—E che diceste allorquando io sparii?
—Mi fu detto che eravate fuggita con un giovane; pensai fosse il vostro amante; mi pareva strano, il confesso, ma dovetti persuadermene…. Faccia Dio, mi dissi, che mai ella si penta dell'error suo!
—Ah! mormorò Gabriella: voi avete creduto ciò di me. No, mai avrei commesso una tal colpa, affrontata la collera divina!
—Infatti, voi sì pia, sì religiosa: ma dunque raccontatemi tutto.
—Marco, voi credeste la mia partenza una fuga, invece fu un rapimento.
—Come?

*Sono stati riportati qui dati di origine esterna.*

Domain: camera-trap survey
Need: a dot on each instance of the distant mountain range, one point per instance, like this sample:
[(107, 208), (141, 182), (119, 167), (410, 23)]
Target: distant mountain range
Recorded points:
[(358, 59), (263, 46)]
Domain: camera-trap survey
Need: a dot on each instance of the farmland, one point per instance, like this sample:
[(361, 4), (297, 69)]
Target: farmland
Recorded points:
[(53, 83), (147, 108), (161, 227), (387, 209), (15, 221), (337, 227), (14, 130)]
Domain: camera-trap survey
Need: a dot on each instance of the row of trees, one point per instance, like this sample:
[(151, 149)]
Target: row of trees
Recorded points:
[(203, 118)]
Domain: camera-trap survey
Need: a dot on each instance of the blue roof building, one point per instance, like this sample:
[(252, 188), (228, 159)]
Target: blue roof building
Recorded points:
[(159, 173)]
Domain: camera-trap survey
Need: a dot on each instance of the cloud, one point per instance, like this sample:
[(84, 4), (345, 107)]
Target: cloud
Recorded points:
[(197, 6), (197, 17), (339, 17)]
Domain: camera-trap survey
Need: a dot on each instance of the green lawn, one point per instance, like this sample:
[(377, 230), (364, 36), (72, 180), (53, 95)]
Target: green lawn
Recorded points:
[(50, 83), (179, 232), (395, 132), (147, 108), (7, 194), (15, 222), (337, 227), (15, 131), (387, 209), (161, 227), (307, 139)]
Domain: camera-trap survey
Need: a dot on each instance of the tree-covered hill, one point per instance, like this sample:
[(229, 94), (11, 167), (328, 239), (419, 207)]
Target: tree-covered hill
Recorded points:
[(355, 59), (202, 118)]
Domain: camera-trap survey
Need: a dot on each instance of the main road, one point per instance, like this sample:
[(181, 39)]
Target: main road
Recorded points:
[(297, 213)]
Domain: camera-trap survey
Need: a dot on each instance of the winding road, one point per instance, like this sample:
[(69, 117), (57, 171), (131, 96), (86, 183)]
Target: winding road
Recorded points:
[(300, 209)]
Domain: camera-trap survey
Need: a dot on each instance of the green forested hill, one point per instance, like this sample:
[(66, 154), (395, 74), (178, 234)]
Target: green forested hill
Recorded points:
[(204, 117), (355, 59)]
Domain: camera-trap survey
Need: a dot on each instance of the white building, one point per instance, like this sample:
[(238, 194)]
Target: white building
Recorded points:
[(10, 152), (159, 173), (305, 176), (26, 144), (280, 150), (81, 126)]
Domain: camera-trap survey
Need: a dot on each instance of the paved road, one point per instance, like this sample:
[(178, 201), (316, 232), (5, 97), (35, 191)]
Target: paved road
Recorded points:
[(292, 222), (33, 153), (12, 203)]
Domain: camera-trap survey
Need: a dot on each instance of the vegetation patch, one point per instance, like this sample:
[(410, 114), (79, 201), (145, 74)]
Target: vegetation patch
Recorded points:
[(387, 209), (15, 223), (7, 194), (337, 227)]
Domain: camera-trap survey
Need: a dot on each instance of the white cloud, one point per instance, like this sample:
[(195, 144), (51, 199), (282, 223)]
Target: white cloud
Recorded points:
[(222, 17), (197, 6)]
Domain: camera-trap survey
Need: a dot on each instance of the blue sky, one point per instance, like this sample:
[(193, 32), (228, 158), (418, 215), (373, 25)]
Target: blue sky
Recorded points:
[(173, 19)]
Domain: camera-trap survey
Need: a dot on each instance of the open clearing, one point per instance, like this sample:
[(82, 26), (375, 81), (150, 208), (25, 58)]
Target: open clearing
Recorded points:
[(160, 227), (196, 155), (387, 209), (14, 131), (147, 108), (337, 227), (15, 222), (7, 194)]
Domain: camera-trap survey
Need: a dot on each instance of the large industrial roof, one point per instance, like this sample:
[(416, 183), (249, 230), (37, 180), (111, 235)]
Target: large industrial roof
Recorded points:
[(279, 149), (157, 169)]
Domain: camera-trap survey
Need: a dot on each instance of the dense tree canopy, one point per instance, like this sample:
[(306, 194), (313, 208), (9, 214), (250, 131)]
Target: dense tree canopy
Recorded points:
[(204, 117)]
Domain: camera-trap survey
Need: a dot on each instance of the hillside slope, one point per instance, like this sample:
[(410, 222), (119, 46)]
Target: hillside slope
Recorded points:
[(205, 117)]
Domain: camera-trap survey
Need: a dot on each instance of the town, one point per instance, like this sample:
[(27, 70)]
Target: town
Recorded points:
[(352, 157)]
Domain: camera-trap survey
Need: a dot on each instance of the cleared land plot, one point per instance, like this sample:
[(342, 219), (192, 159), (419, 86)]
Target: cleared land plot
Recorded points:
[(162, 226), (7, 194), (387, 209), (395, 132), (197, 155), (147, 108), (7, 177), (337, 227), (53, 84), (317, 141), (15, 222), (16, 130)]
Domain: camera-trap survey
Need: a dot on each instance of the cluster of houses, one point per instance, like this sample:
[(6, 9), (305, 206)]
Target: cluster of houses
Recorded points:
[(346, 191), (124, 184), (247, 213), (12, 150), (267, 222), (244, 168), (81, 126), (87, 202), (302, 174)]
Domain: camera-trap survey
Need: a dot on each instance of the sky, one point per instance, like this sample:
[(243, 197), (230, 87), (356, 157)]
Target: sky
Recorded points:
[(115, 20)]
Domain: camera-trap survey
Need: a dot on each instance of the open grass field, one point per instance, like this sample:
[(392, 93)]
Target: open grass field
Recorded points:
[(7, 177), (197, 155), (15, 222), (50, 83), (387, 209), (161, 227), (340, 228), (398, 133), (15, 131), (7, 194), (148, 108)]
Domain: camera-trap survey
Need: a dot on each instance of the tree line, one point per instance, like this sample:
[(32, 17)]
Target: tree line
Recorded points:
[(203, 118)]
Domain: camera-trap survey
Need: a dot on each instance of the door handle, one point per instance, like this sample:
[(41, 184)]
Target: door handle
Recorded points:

Che dite? Chi fu il vile? Come mai potè effettuare?…
Proseguite.
—Negli ultimi giorni, che passai in casa della signora Lorini vostra zia, a cui mio padre mi aveva affidata, io vedeva, ogniqualvolta andava alla finestra, un uomo guardarmi fissamente, ed in modo che quasi mi spaventava. Credetti però non dovermene dar gran pensiero; per questo non ne dissi nulla alla signora Lorini. Voi eravate assente. Ah! credeste che io non fossi soddisfatta della sorte che mi promettevate, che mi attendeva…. ed invece la guardavo con fiducia… Oh, non fui io che volli cangiarla…. Una sera, mentre stavo discorrendo colla signora Lorini, si venne ad avvertir questa che una sua amica, le se ne disse il nome, stava per morire, e che chiedeva istantemente di vederla. Senza riflettere molto ella entrò nella gondola, che attendeva ai piedi della nostra casa, e che dicevano mandata dai parenti della inferma. Così io rimasi sola. Andai alla finestra, e stavo guardando allontanarsi la signora Lorini, quando ad un tratto mi sentii afferrare per un braccio. Mi rivolsi; al lume della lampada, che ardeva nella camera, riconobbi l'uomo che mi trascinava… Era lui!… quello, che da qualche giorno vedevo sempre dalla finestra. Feci per parlare, ma egli me lo impedì:—Gabriella, mi disse, non vi spaventate, siete con un uomo che vi adora; seguitemi… Ed intanto mi trascinava per le scale…. Stordita per la sorpresa, e per lo spavento, io non feci resistenza come lo avrei potuto del resto? Le forze mi abbandonavano, volevo gridare, chiamar soccorso, ma la mia voce moriva nella strozza. D'altronde e' continuava a minacciarmi; poi tutto fu l'affare di pochi istanti…. Giunti ai piedi della piccola scala, che voi conoscete, egli mi depose in una gondola; prima di allontanarsi, io lo vidi parlare ad una persona, che stava in un'altra gondola. La luna illuminava le lagune; uno de' suoi raggi cadde sul volto di quella persona, nell'atto che metteva fra le mani di colui che mi rapiva qualche cosa, che non distinsi; quantunque più morta che viva, ed incapace di muovermi, io concentrai tutto quanto potevo avere di forza visiva, di attenzione, sul volto della persona, che parlava col mio rapitore… Era una donna…. una donna giovine e bellissima.
Marco rabbrividì.
—Quale interesse, continuò Gabriella, poteva spingerla a prender parte a quel rapimento? ah non lo so ancora, quantunque….
Ella parve fare a sè stessa una domanda penosa; i singhiozzi, che avevano sempre interrotta la sua voce, cessarono un istante, la collera, l'odio quasi si dipinsero sulla sua fisonomia, abitualmente dolce.